Шестьдесят пять тысяч долларов. Слова были написаны черными чернилами мелким аккуратным почерком.
Ей придется просить Меррита взять какую-то сумму из доверительной собственности. Ему это не понравится. Ну и пусть, плевать на то, понравится Мерриту или нет. Не ему исполнилось тридцать семь. Не у него вот-вот остановят ход биологические часы. И ему не приходится покупать себе подарки в свой же день рождения.
Флоренс спросила, желает ли Эштон, чтобы ожерелье принес ей домой специальный посыльный, и Эштон ответила, что желает. Флоренс сказала, что позаботится, чтобы это было сделано немедленно, и услужливо открыла перед графиней дверь.
Эштон шла по салону вслед за двумя блондинками с длинными волосами и еще более длинными ногами.
– Говоришь, слишком роскошно! – сказала одна из них, когда они вышли на Уорт-авеню. – Должно быть, ты шутишь! Мне пришлось здорово повкалывать. Прикидывала и подсчитывала ночами. – Она вытянула перед собой руку, чтобы полюбоваться кольцом.

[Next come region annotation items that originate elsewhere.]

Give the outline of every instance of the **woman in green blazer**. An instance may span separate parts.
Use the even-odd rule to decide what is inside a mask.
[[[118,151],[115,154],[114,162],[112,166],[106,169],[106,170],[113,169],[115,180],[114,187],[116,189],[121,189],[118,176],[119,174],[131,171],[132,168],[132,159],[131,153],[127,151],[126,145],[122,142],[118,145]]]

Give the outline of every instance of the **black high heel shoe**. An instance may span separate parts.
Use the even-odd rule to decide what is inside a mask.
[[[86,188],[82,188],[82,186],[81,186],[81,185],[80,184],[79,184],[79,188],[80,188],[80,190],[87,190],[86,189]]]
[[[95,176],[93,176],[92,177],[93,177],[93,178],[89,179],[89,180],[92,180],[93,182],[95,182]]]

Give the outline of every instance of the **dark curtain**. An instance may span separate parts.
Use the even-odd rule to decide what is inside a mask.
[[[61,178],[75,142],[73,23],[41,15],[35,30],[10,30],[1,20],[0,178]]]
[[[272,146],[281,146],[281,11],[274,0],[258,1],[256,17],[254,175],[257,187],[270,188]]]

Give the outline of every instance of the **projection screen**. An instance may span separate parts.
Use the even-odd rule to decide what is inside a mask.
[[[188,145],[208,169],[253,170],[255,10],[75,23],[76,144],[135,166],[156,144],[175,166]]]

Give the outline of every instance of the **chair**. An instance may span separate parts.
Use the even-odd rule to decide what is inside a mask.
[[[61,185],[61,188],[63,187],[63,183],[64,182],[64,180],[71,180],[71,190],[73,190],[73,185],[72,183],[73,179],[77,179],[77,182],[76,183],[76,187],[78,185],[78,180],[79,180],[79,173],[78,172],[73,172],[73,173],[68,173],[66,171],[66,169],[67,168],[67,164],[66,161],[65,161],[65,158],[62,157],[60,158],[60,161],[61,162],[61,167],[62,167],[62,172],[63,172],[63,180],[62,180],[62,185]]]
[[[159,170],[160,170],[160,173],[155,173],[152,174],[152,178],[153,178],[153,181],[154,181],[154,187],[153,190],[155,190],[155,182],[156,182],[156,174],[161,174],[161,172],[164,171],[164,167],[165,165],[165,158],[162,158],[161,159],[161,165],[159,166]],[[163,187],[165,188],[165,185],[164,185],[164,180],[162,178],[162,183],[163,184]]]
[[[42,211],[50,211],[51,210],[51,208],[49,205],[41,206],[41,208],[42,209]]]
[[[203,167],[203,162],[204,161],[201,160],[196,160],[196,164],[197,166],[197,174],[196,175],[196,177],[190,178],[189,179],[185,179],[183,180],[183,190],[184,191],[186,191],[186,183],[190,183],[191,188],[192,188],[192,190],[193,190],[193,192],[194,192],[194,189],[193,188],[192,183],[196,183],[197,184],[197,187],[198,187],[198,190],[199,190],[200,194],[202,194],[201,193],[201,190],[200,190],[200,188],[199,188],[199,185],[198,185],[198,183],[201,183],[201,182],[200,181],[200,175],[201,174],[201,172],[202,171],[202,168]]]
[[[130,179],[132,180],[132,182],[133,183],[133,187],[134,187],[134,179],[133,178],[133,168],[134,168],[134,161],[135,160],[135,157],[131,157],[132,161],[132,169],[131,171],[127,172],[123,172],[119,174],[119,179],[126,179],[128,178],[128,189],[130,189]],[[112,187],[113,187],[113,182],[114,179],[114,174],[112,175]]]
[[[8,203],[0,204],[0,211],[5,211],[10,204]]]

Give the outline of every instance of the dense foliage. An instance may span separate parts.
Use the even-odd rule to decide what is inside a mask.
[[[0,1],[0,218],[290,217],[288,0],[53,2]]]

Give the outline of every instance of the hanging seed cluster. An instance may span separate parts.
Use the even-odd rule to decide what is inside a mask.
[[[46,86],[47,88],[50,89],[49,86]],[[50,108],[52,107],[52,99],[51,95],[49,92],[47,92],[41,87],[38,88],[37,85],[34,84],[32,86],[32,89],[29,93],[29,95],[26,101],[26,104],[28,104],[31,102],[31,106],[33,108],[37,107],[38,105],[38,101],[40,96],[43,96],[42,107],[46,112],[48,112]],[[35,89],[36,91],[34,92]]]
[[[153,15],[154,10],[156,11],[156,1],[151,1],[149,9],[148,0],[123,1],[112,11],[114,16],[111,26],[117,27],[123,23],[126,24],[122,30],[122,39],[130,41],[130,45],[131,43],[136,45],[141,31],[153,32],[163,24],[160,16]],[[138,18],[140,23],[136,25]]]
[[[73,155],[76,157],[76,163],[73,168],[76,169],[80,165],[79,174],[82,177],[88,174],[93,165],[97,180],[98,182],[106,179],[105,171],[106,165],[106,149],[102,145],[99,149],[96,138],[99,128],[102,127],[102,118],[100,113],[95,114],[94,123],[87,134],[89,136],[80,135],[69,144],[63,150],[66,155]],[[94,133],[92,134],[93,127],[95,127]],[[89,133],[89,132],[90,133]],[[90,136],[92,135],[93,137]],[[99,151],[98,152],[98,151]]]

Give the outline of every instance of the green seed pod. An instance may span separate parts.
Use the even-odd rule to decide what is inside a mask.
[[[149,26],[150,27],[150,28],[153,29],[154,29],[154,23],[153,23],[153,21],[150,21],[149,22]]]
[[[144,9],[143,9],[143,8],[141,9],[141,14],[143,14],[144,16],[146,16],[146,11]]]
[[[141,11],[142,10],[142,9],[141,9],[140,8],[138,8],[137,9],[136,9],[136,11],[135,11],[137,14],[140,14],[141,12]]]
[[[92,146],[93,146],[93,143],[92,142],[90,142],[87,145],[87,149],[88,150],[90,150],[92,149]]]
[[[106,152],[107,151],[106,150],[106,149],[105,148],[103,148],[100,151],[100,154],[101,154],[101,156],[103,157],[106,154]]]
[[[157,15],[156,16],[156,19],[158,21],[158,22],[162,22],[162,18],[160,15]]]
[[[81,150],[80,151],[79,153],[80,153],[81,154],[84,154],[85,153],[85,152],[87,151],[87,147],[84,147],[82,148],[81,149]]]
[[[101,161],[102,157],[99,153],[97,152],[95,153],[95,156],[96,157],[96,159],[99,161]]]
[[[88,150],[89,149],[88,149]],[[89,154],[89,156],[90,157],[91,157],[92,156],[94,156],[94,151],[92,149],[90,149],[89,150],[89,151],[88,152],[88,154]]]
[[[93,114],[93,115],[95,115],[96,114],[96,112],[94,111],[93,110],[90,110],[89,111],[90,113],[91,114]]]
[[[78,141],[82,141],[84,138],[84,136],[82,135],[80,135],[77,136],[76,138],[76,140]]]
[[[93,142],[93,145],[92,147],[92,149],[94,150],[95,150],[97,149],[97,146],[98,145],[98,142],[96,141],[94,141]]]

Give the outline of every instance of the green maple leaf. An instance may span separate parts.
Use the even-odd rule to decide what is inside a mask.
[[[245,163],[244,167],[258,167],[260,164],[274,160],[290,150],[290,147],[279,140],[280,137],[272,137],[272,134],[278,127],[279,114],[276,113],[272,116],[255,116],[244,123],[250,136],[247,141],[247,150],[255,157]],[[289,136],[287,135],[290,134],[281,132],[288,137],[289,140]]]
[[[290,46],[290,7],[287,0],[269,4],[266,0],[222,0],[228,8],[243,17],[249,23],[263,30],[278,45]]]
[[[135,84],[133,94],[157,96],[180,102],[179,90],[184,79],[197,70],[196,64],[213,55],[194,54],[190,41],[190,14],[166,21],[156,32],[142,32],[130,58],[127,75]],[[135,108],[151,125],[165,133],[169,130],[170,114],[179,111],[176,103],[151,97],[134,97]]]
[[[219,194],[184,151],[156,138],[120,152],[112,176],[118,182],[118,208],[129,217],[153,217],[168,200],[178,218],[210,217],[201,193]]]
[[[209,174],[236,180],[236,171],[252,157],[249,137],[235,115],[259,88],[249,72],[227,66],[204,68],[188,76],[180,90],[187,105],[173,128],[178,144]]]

Эштон прошла мимо двух женщин, не бросив на них и взгляда, однако на протяжении всего пути в магазин модного платья слова одной из них не выходили у нее из головы. Она не могла решить, что же хуже – зарабатывать на драгоценности тяжелым трудом или покупать их себе самой.
«Роллс-ройс» ядовито-канареечного цвета был припаркован перед магазином Марты. Шофер в ливрее сидел за рулем и читал «Уолл-стрит джорнэл». Это означало, что Дафна Дэнкуорт находилась внутри. Об автомобиле Дафны и ее постоянно меняющихся шоферах в Палм-Бич ходили легенды. Несколько лет назад Дафна попала в серьезную автомобильную аварию. Говорили, что она в этот момент была изрядно пьяна. В аварии погиб пешеход, сама Дафна отделалась синяками. И к тому же не понесла никакого наказания. Тем не менее Дафна была убеждена, что находилась на грани гибели. С того времени она перестала садиться за руль. В течение нескольких лет она вверяла свою жизнь лишь шоферам, которые оказывали ей не только эту услугу.